Uppsala Multidisciplinary Center for Advanced Computational Science


High-performance computing resources for analyzing sensitive data in Sweden

SNIC-SENS is a SNIC project with the goals:

  • To set up and maintain an eInfrastructure for handling sensitive personal data at the National Genomics Infrastructure, NGI. Resources for this includes:
    • NGI production cluster - Irma
    • NGI production cluster storage - Lupus
    • NGI data delivery - Grus
  • To establish and maintain high-performance and data-intensive computational resources within SNIC for researchers that analyze sensitive personal data from large-scale molecular experiments. Resources for this includes:
    • Research cluster - Bianca
    • Research cluster storage - Castor

Project partners are SNIC, UPPMAX, PDC, NGI, and Science for Life Laboratory.

The project is funded by the Swedish Research Council, the Knut and Alice Wallenberg Foundation, Science for Life Laboratory, and Uppsala University.

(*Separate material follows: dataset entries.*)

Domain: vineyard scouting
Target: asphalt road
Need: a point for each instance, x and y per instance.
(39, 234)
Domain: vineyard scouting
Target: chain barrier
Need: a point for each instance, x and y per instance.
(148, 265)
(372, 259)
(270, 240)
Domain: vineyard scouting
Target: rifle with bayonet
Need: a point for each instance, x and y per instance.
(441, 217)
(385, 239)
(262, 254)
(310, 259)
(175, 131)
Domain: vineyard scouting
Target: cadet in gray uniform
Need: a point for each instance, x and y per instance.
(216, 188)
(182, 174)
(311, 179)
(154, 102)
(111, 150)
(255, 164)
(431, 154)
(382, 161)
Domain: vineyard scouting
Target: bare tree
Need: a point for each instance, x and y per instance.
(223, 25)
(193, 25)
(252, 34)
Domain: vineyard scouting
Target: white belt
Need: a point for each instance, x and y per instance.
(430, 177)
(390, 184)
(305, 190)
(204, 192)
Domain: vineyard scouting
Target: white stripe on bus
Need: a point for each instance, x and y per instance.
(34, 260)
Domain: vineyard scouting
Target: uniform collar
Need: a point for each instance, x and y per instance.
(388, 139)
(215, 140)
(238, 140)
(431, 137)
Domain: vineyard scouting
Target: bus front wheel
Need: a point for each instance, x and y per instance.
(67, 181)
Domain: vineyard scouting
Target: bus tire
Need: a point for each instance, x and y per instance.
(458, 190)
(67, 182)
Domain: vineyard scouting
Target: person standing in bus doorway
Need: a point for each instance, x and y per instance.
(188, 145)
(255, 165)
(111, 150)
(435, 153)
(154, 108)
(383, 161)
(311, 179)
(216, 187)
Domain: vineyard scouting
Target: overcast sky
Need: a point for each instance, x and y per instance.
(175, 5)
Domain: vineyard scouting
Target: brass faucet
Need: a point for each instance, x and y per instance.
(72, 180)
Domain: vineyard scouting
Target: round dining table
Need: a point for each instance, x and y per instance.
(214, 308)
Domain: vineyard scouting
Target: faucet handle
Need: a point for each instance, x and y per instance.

Project owner: Ann-Charlotte Sonnhammer, SNIC

Team leader: Peter Ankerstål, UPPMAX

Progress report for the Bianca project 2017-04-07

Part 3 of the project is finished. We have made a system, that sets up project clusters, each one meant to be similar in behaviour to Milou, but with only one research project on each cluster

Today it was put into production.

We have accomplished:

  • /home, /proj, and /proj/nobackup directories are working.
  • Two factor ssh login to project cluster.
  • A "wharf" for copying files between /proj/nobackup and Internet, with two factor authentication.
  • Internet access is otherwise closed. Access between project clusters is not possible.
  • Batch system Slurm is working, with seven GB RAM available for each compute core, with up to 16 cores per compute node.
  • Most of Bianca's compute nodes have 112 GB RAM. Three computes nodes have 496 GB RAM. Five compute nodes have 240 GB RAM.
  • Encrypted backups.
  • Project clusters grow and shrink regarding number of computer nodes, depending on demand and priorities.
  • Each login node uses a single compute core. Missing login nodes are created as soon as a project member logs in.
    Users are automatically logged out after one hour of inactivity.